I always use this kind of setup when I implement a custom filetype codec, with file IO methods delegating down into stream IO methods. Usually, I discover later that the object I'm reading & writing from this stream could be just as easily written into some larger & more complex file.
So I might have a SuperFancyCodec for reading/writing the data for my whole system, and it calls down into my TinySpecialPurposeCodec. As long as the stream reading & writing methods are public, then I can assemble new filetypes using a component-oriented methodology.
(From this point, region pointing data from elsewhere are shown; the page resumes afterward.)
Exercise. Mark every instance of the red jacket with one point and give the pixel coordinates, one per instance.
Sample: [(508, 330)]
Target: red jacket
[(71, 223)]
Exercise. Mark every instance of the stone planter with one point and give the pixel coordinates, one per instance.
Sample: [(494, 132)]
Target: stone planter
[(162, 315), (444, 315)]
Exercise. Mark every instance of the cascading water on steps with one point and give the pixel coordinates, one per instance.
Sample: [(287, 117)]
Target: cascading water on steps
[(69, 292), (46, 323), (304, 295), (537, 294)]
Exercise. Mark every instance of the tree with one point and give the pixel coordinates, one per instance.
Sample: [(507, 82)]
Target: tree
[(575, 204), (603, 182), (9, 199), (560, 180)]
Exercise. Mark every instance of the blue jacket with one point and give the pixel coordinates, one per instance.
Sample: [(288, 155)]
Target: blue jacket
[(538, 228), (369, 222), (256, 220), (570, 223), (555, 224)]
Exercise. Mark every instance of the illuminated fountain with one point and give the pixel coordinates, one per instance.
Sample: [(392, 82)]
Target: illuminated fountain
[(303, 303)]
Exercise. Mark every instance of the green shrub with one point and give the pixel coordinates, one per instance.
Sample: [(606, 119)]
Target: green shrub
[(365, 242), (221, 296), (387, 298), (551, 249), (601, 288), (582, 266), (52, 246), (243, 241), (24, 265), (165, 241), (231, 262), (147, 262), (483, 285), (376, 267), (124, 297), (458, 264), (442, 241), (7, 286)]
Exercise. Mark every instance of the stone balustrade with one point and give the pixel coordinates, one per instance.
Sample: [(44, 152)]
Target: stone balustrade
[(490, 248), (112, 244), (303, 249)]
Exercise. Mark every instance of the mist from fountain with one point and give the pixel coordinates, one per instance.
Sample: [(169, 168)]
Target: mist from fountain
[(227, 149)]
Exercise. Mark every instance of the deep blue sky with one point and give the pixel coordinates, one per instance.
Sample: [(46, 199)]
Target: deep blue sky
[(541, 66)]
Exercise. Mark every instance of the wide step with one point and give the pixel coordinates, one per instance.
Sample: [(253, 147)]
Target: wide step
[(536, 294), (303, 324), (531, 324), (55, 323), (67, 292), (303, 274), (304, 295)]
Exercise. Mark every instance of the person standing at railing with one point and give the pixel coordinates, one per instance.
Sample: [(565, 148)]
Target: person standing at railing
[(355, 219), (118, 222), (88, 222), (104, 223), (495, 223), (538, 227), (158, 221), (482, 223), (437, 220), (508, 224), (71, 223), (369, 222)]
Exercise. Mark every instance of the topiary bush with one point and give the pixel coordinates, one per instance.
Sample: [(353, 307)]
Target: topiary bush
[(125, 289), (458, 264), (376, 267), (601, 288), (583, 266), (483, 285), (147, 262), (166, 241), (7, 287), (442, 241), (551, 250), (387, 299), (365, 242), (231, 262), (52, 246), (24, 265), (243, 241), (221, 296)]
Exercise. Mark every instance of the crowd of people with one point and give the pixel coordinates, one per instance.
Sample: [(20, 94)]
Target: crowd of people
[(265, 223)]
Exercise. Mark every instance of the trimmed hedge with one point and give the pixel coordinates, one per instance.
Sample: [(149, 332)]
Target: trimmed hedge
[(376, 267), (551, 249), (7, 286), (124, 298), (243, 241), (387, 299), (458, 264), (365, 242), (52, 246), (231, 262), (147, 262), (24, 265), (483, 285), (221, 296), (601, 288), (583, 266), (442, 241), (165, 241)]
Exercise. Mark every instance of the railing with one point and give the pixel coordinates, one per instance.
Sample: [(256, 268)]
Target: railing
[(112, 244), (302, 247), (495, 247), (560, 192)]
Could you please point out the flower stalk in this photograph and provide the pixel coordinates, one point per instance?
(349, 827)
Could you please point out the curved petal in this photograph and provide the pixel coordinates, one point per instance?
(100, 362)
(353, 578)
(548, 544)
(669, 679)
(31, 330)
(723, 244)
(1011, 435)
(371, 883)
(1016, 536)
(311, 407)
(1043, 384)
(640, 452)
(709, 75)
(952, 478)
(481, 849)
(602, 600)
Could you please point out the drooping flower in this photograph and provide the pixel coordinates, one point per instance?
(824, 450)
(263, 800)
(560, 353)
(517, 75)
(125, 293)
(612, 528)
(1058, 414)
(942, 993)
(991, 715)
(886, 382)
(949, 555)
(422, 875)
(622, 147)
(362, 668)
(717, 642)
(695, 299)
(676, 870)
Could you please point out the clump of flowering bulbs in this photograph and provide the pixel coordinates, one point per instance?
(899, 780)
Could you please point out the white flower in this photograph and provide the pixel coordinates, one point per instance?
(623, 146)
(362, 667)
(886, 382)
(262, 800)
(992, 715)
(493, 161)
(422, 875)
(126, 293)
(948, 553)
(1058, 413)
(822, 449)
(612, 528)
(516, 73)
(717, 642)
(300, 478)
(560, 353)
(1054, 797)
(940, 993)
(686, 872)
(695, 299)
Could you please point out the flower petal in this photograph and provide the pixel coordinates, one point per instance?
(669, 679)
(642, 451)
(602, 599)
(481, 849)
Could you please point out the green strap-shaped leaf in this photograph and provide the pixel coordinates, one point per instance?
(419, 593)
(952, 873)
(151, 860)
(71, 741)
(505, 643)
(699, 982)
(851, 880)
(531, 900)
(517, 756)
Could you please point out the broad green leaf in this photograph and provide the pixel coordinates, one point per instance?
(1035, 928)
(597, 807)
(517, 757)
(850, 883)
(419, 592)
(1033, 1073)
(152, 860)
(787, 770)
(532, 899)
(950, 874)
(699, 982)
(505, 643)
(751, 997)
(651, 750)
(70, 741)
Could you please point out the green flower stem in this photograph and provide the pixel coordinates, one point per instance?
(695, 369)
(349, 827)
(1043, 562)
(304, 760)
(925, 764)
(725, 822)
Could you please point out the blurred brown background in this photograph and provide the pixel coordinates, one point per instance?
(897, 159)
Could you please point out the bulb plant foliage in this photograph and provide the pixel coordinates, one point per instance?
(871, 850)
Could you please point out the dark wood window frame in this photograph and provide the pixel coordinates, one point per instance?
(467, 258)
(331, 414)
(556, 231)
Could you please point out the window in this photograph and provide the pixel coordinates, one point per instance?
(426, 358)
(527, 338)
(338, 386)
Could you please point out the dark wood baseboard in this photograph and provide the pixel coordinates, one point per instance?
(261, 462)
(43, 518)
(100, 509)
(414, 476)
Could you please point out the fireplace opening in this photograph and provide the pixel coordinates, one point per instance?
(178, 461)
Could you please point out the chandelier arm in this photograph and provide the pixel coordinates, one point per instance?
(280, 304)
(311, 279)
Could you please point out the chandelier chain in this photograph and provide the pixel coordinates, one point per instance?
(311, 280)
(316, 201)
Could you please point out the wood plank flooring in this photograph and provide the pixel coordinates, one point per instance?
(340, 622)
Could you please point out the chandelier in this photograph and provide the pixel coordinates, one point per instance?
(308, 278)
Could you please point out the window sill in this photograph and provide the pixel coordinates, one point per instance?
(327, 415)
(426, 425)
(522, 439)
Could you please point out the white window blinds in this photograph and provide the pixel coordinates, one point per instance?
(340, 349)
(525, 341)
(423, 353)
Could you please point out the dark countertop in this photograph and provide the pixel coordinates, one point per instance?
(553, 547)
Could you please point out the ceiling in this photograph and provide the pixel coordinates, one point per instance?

The extension usually have very little to do with how the file is interpreted.
If you'd like to have just config.dat instead of config.xml you just rename the file. (You'd typically give an xml-parser an InputStream or a Reader as input, which may read any file, regardless of extension)
If the problem you're describing is about combining multiple files, (.zip, .jar, etc) into a single .dat file, you could for instance zip them together, and name the zip file with a .dat extension. Java has good support for zip-files and can handle the zip file regardless of filename / extension.
Related link: Reading the Contents of a ZIP File
When creating/reading files in Java (or anything else), the file extension is not strictly tyed to the actual structure of the file's data. If I wanted, I could make an XML files file.gweebz. OS's and applications would not know what to do with it, but once opened, it would be clear that it is XML.
That being said, it is often good to follow the conventions already established and usually .dat files are files in a binary format. You can use .dat for what you want, but be warned that some users may have OS bindings for the file type and clicking on your file may cause different-than-expected behavior on their systems.
As for how to do it in Java. Grabbing a file handle in Java is easy...
File myFile = new File("/dir/file.gweebz");
It is as simple as that and you can name it whatever you want. You will need other classes to write and read from the file or to do compression, but I will assume you know how to do that. If not, this site will have the answer.